Frequently Asked Questions

Check your docs version

This version of the Anyscale docs is deprecated. Go to the latest version for up to date information.

How do I leverage Ray AIR fault tolerance with Anyscale Jobs?

You can configure fault tolerance for training and tuning workloads by using Ray Tune with Anyscale Jobs.

To enable this fault tolerance, Tune experiment state needs to be saved to some persistent storage location. We show 2 ways of configuring storage options in Tune:

Network Filesystem (NFS)

Anyscale Jobs provides a few mounted network filesystems out of the box. Using one of these provided NFS mounts is the recommended way to use Tune with Anyscale Jobs. See this section on storage options for the full list.
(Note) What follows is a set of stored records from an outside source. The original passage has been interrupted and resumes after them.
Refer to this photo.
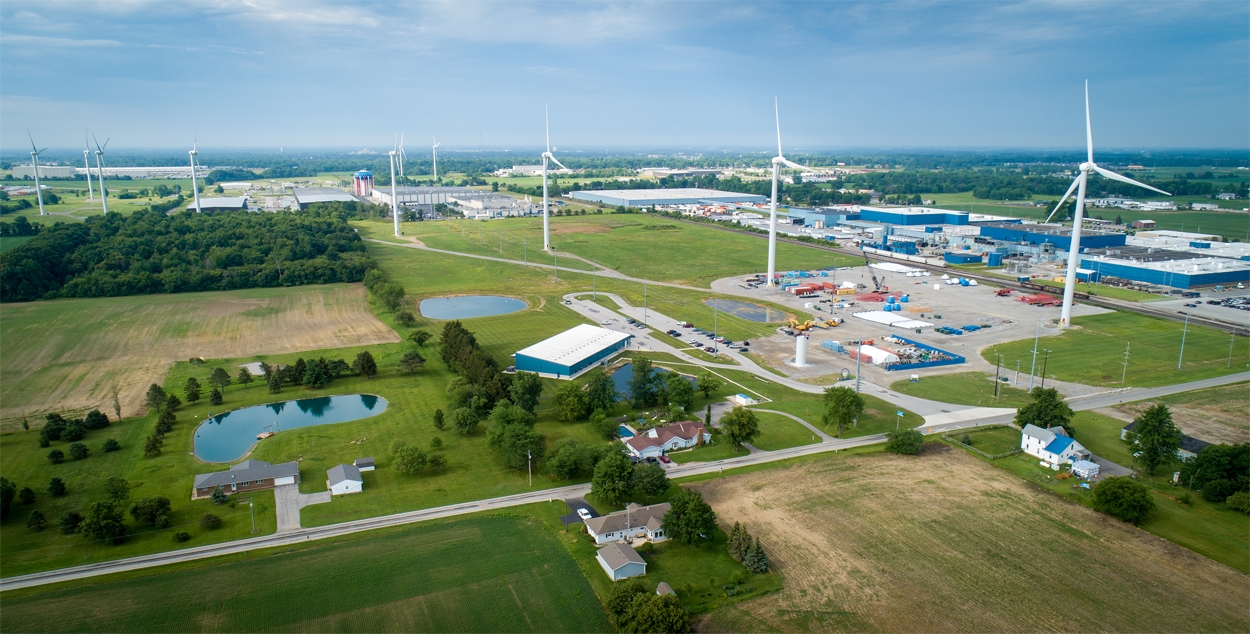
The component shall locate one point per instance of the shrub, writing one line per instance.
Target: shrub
(1218, 490)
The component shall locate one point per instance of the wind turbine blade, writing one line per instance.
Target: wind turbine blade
(776, 111)
(1089, 130)
(795, 165)
(1073, 188)
(1109, 174)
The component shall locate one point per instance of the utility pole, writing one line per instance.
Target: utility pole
(1033, 368)
(1125, 372)
(1183, 333)
(1044, 359)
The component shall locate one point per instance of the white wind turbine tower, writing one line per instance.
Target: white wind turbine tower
(401, 155)
(435, 149)
(546, 156)
(195, 154)
(99, 170)
(773, 213)
(86, 164)
(34, 161)
(394, 200)
(1065, 317)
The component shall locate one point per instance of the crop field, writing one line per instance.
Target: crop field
(479, 574)
(1215, 414)
(64, 355)
(1094, 352)
(628, 243)
(965, 389)
(948, 543)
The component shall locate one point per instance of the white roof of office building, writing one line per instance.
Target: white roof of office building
(574, 344)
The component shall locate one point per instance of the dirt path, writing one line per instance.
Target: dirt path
(946, 543)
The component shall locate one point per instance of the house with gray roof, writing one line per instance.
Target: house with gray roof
(248, 475)
(620, 560)
(344, 479)
(635, 522)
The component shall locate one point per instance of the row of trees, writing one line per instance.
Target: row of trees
(151, 251)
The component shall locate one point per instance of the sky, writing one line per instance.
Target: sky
(693, 75)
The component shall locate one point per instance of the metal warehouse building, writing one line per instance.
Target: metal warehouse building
(665, 196)
(1175, 269)
(1056, 235)
(573, 352)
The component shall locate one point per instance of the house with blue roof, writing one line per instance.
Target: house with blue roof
(1053, 445)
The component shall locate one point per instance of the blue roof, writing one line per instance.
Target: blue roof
(1058, 445)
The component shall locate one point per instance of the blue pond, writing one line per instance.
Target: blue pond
(464, 306)
(226, 437)
(623, 375)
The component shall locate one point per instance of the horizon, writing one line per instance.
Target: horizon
(896, 75)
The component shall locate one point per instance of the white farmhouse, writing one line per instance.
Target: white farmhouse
(1053, 445)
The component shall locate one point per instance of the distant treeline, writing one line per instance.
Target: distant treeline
(150, 251)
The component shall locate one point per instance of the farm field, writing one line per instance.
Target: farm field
(1215, 414)
(1094, 352)
(893, 544)
(964, 389)
(628, 243)
(64, 354)
(478, 574)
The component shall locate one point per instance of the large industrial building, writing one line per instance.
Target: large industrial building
(573, 352)
(640, 198)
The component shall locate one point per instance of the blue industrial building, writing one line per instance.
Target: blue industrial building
(640, 198)
(573, 352)
(1059, 236)
(913, 215)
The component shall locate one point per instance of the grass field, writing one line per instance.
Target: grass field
(964, 389)
(948, 543)
(480, 574)
(63, 355)
(1093, 353)
(628, 243)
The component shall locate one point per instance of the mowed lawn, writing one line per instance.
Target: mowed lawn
(965, 389)
(479, 574)
(64, 355)
(639, 245)
(948, 543)
(1094, 353)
For the following example, we'll use the /mnt/user_storage as the location where all nodes save their experiment outputs (like model checkpoints and reported results). Using this storage location will persist experiment data through cluster restarts when the Anyscale Job retries on a failure.

tune_nfs_example.py
import argparse
import os

import anyscale
from ray import tune
from ray.air import CheckpointConfig, RunConfig
from ray.rllib.algorithms.ppo import PPO

parser = argparse.ArgumentParser()
parser.add_argument(
    "--experiment-name",
    type=str,
    default="anyscale_job_tune_nfs_example",
    help=(
        "Tune experiment name. "
        "Experiment outputs will be saved to: "
        "`/mnt/user_storage/ray_results/<experiment_name>`."
        "Be sure to specify a unique experiment name for each new job. "
        "Otherwise, this script will try to restore from an existing experiment."
    ),
)
args = parser.parse_args()

local_dir = "/mnt/user_storage/ray_results"
experiment_dir = os.path.join(local_dir, args.experiment_name)

if os.path.exists(experiment_dir):
    # Anyscale Job retry
    # The experiment directory exists, and we want to resume from where we left off
    tuner = tune.Tuner.restore(experiment_dir, resume_errored=True)
else:
    # Initial launch of the Anyscale Job
    # We start a new Tune experiment from scratch
    tuner = tune.Tuner(
        PPO,
        param_space={
            "env": "Humanoid-v2",
            "num_sgd_iter": tune.choice([10, 20, 30]),
        },
        tune_config=tune.TuneConfig(
            num_samples=2, metric="episode_reward_mean", mode="max"
        ),
        run_config=RunConfig(
            name=args.experiment_name,
            local_dir=local_dir,
            # Disable Tune's default syncing, since the NFS
            # will already be synchronized for all nodes.
            sync_config=tune.SyncConfig(syncer=None),
            stop={"training_iteration": 100},
            checkpoint_config=CheckpointConfig(num_to_keep=1),
        ),
    )

result_grid = tuner.fit()
best_result = result_grid.get_best_result()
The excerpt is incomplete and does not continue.